My first words after demoing Hidden Path Entertainment’s Brass Tactics were, “This feels a lot like Age of Empires.”
Then from behind me come the happy words of Hidden Path’s Founder and Chief Creative Officer Mark Terrano, “Good, because I made Age of Empires II.”
Before long, Terrano verbalizes why I’ve made the comparison between this Oculus Touch RTS and a PC title I played in elementary school: “A lot of what was fun about Age of Empires was that weirdly, little kids could play it. It was built to be fun for everybody, and this game is the same.”
Accessibility, Terrano thinks, is vital to bringing the genre to the limited virtual reality community, a goal he’s achieved by scaling back complex features the former Age of Empires II Lead Designer once worked to perfect.

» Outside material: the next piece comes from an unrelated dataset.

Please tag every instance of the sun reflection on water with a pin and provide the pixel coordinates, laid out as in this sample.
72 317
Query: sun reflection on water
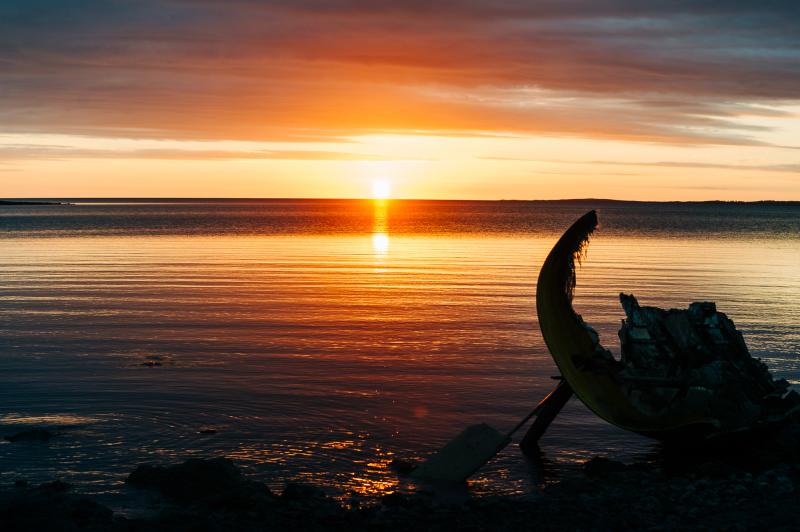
380 229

Brass Tactics is a series of conquest matches played against AI or human counterparts on a movable tabletop. With use of the Oculus Touch controllers, the battlefield can be dragged laterally about you, down to your waist, or upwards into your face. Its physicality complements the simple premise. I’m to build units, send them into battle, hold capture points, and destroy the enemy base before my own gets ransacked. All of this unfolds while I’m tossing the field around me, zooming in to watch my tiny archers take out an enemy tank, and hovering over the enemy base, eyeing up their defenses.
But while I’m across the map giving the enemy an up-close stink-eye, I’ve neglected to watch my back left tower. It’s being bombarded by cavalry, and my nearest archers are a mountain away. I quickly spin around, point my controller across the map, sweep together a handful of units, and direct them to a defense point. But I’m too late.
“Fog of attention,” Terrano explains. With this term he’s merged resource micro-management and fog of war, allowing human fault to replace it. “You can’t look at everything at once. You can’t be everywhere at once. That’s the real currency.”
The working list of simplified features runs long for Brass Tactics. Instead of menus, you simply need to flip your wrist over to open up a mini table of tower figures. Rather than place buildings anywhere, you’re able to pop structures onto predetermined capture points. They’re built in an instant, once their beams and bolts finish unfolding and interlocking with Game of Thrones-inspired animations.
At one point I send a squadron of freshly minted minions across the battlefield to their inevitable death. As they look back over their shoulders, surely waiting for new, more precise commands, I’m back at base, watching the screws and cogs of my new blacksmith tower whir to life. My fog of attention suddenly snaps again, and I pull myself back to the battle lines only to see a grinning red army where my blue coats once stood.
Even with all the gameplay pruning and adorable artworks, Brass Tactics is unforgiving. Terrano likens the configuration to chess: fewer units and more important decisions. The higher difficulty settings are designed to give even the development team a challenge, requiring players to master map movement, discover complementary squads, learn to kite, and harvest any other skills they manage through the multiple unit types and upgrades.
There’s also a number of ways to play through the challenge, between the multi-map campaign, skirmishes, and three unique types of AI. ‘Aggressive’ is your standard warmind; the defensive AI will stay safe, hoarding up a mass of units on a border before engaging; and the masterful mode works to counter-build you constantly.
I, for one, stuck it to the AI by turning my warriors into electro-knights. They charged across the field and slowed enemies with satisfying zaps. I’m unclear if this was the best investment, but that didn’t stop me from kneeling down for an entertaining, up-close look at my opponent’s archers crackling to death.
I didn’t get to build one personally, but Terrano also promises an end-game unit. If you’re willing to save up, stave off your attackers, and commit the resources, you can build a gigantic tower-killing mega robot affectionately known as the Titan.
The RTS genre has made plenty of platform jumps, but its best form is usually confined to the PC. The mouse-centric controls never really found purchase on consoles, and I wondered aloud to Terrano whether VR could be a better pair for the sprawling, multi-unit gameplay.
“The reason it struggles on console,” he responds, “is it’s trying to keep too many things without reinventing it. VR was an opportunity to do it with almost no text interface. Everything is physical, everything seems touchable.”
Brass Tactics is designed to feel natural, to let you feel the battleground through Touch controls. There was something endearing about being able to physically pull the board and essentially ‘swim’ across the map and its battles; however, in the expanse, I often lost sight of my ever-growing empire. Brass Tactics plays games with attention and physicality more than resources and micromanagement. It reigns in deep trees and menus in favor of more instinctive modes of engagement, making for an alluring and digestible RTS experience.